KEY POINTS:
Rebecca Dubber has wanted to do a triathlon since she got a hand-adapted bike two years ago - and yesterday she got her wish.
The North Shore teenager - the face of the 2007 Variety annual appeal - joined the throng in the Weet-Bix Tryathlon, dubbed the world's largest sporting event for children. "It was hard," said the 13-year-old, who was born with sacral agenesis, which limits her use of her legs.
But the adventurous and independent Carmel College student is already eying her next race. She aced yesterday's swim leg, emerging out of the water at the front of her pack.
Rebecca, who swims six times a week and is up for selection to go to next month's Oceania Paralympic Championships in Australia, propelled herself along using only her upper body because she does not kick. The bike leg was the toughest, said Rebecca, because she had to power her adapted bike uphill.

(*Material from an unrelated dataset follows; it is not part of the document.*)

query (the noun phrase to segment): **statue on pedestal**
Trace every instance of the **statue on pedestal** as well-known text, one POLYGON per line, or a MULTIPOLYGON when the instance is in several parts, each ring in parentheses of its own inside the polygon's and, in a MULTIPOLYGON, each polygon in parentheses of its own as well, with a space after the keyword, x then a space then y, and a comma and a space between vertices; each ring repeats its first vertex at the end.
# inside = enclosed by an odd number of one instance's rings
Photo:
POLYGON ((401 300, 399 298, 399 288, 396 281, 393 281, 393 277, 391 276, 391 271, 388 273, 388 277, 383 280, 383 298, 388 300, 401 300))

She completed the run leg in her wheelchair. Rebecca's brother Alex, 12, and sister Maddy, 9, also took part. Her mother Sue said watching Rebecca use the hand-powered bike, adapted with a grant from the children's charity Variety, was "awesome".
"It was the first time she could go out with her brother and sister and kind of keep up," she said. "She'd never been able to get that speed up on a wheelchair."
Applications for a new Variety Gold Heart Scholarship Fund, which helps children with special needs, close on April 8.